Randall Harlow is Associate Professor of Organ and Music Theory at the University of Northern Iowa. He teaches courses throughout the core undergraduate music theory and musicianship curriculum, graduate music theory seminars, and an interdisciplinary honors music course. He is an active performer who specializes in contemporary repertoire and innovative approaches to organ performance. His research focuses on deep Gesture as the catalyst for the dynamic networking of cognitive and social dimensions fundamental to music making, listening and discourse, while a related strand of his work pursues theoretical and artistic research into the ecology of technologically-augmented “hyper-acoustic” musicking. His work is published in the journals MUSICultures, Keyboard Perspectives, and proceedings of the international conference New Interfaces for Musical Expression (NIME). He has presented at conferences at Cornell, Harvard, and Oxford Universities, the International Conference on Music Perception and Cognition (ICMPC), Performance Studies Network (PSN), the joint AMS/SEM/SMT National Conference, Porto International Conference on Musical Gesture in Portugal, Göteborg International Organ Academy in Sweden (GOArt), the Westfield Center, and Eastman Rochester Organ Initiative Festival (EROI), and is a frequent speaker at the Orgelpark in Amsterdam.
Heather Peyton is Associate Professor of Oboe and Music Theory at the University of Northern Iowa where she teaching classes in the core undergraduate theory sequence. Dr. Peyton is the recipient of numerous national and international awards, including winning honorable mention as a finalist in the prestigious Gillet-Fox International Oboe Competition. She has appeared as a soloist with orchestras and contemporary music ensembles throughout the United States, Canada, Europe, and Asia, and has performed as a member or guest with groups like the Orquestra Sinfônica da Universidade de Caxias do Sul, the Lansing Symphony Orchestra, Michigan Opera Theatre Orchestra, Chautauqua Symphony Orchestra, National Repertory Orchestra, Ensemble Pentaèdre, and the Société de Musique Contemporaine du Quebéc. Dr. Peyton is a past President of the National Association of College Wind and Percussion instructors. One area of her research focuses on pedagogy, student success, and retention. Dr. Peyton helped found and serves as a coordinator for the School of Music’s Peer Mentoring Program, which connects all students in the theory core sequence with peer mentors in order to foster student success. She also collaborated to create a theory articulation agreement with Iowa Regents institutions to better prepare students for music theory requirements, and is currently expanding those efforts to include Iowa Community Colleges. Dr. Peyton is passionate about connecting music theory to student’s daily lives.

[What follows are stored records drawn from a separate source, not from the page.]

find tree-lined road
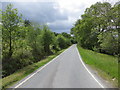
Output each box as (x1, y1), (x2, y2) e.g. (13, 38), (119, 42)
(13, 45), (104, 88)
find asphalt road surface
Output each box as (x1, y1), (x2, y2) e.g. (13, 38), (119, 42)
(13, 44), (105, 88)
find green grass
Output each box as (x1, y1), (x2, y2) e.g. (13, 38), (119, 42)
(77, 45), (118, 87)
(2, 49), (65, 89)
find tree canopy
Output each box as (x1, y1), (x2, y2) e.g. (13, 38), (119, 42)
(2, 4), (72, 77)
(71, 2), (119, 56)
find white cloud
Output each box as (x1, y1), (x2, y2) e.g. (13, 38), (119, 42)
(2, 0), (119, 33)
(52, 0), (119, 32)
(1, 0), (56, 2)
(0, 22), (2, 25)
(56, 0), (119, 19)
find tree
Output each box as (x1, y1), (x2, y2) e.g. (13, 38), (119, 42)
(2, 4), (72, 78)
(51, 36), (59, 53)
(27, 24), (44, 61)
(71, 2), (119, 55)
(57, 35), (67, 49)
(24, 19), (31, 27)
(2, 4), (22, 59)
(41, 25), (55, 55)
(61, 32), (71, 38)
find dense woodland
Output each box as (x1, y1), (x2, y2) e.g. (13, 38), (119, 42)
(71, 2), (120, 56)
(2, 4), (75, 77)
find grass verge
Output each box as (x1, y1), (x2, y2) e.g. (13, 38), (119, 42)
(2, 49), (65, 89)
(77, 45), (118, 87)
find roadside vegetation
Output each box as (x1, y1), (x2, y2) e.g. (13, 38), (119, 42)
(2, 49), (65, 89)
(71, 2), (119, 56)
(71, 2), (119, 87)
(1, 4), (75, 83)
(77, 46), (118, 87)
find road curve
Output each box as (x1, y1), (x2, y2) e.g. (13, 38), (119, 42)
(12, 44), (104, 88)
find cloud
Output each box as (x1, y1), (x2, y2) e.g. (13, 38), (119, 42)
(12, 2), (68, 22)
(2, 0), (119, 33)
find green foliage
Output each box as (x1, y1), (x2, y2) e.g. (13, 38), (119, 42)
(2, 4), (72, 78)
(51, 36), (59, 53)
(57, 34), (71, 49)
(61, 32), (71, 38)
(41, 25), (55, 55)
(71, 2), (119, 56)
(27, 25), (44, 61)
(2, 4), (22, 59)
(98, 31), (118, 55)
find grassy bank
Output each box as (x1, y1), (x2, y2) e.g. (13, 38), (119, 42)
(2, 49), (65, 89)
(77, 45), (118, 87)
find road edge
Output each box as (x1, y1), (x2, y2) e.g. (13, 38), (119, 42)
(76, 45), (104, 88)
(14, 46), (72, 88)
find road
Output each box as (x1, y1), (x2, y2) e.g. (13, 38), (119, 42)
(13, 44), (104, 88)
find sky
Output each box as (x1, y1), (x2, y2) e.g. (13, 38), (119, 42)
(1, 0), (119, 33)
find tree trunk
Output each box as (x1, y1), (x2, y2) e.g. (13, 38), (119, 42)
(9, 30), (12, 58)
(44, 44), (50, 55)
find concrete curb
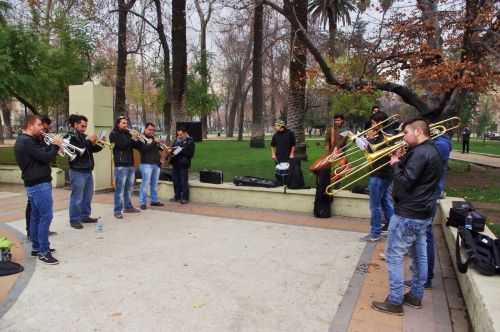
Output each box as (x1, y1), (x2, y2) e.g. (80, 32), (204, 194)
(440, 198), (500, 332)
(0, 223), (36, 320)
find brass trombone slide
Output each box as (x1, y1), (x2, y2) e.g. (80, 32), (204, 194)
(325, 117), (460, 196)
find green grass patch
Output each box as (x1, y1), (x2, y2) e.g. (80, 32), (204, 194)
(487, 222), (500, 238)
(452, 139), (500, 155)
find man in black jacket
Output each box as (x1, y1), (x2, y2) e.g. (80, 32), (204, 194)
(66, 115), (103, 229)
(109, 116), (142, 218)
(170, 125), (195, 204)
(138, 122), (164, 210)
(15, 115), (63, 265)
(372, 119), (443, 316)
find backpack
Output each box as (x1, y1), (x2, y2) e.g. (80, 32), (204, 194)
(447, 201), (486, 232)
(455, 227), (500, 276)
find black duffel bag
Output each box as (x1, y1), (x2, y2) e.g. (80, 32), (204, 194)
(447, 201), (486, 232)
(455, 227), (500, 276)
(233, 176), (279, 188)
(287, 158), (306, 189)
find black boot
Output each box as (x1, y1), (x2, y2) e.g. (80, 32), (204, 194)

Jonathan Clarke Schwabe is Professor of Theory and Composition at the University of Northern Iowa. His work for youth orchestra As I Remember was performed at the Kennedy Center in the summer of 1999 and received numerous subsequent performances in the US and Europe. Two chamber operas The Hard Years (libretto by Beth Webb Hart), and The Sojourner (based on the story by Carson McCullers) were presented at the Maude Powell Music Festival. Other collaborations include the score for the musical comedy The Bake Shop Ghost with author Jacqueline Ogburn and Peter Pan with choreographer Gloria Touhy (Indiana Ballet Theatre). In 2010 he was commissioned to write a new work to commemorate a historic visit by His Holiness, the Fourteenth Dalai Lama to UNI. In 2012 his work A Toi Cometé Vagabonde was premiered at the World Saxophone Congress in Aberdeen, Scotland. His principal teachers are Samuel Adler, John Anthony Lennon and Dick Goodwin. His music is published by Musikverlag Bruno Uetz, Veritas Musica Publishing, Winzer Press and Alafia Press.
Daniel Swilley is Assistant Professor of Music specializing in Composition, Theory, and Music Technology at the University of Northern Iowa. His music and research have been presented at festivals and conferences such as June in Buffalo, SEAMUS, Toronto Electroacoustic Symposium, Understanding Visual Music Symposium, NoiseFloor, New York City Electroacoustic Music Festival, Electronic Music Midwest, Studio 300, Audiograft, Electroacoustic Juke Joint, College Music Society, as well as Society of Composer’s Inc. Swilley holds degrees in composition from University of Illinois Urbana-Champaign (DMA), Georgia State University (MM), and Valdosta State University (BM). His primary composition teachers have included Heinrich Taube, Sever Tipei, Robert Scott Thompson, and Scott Wyatt.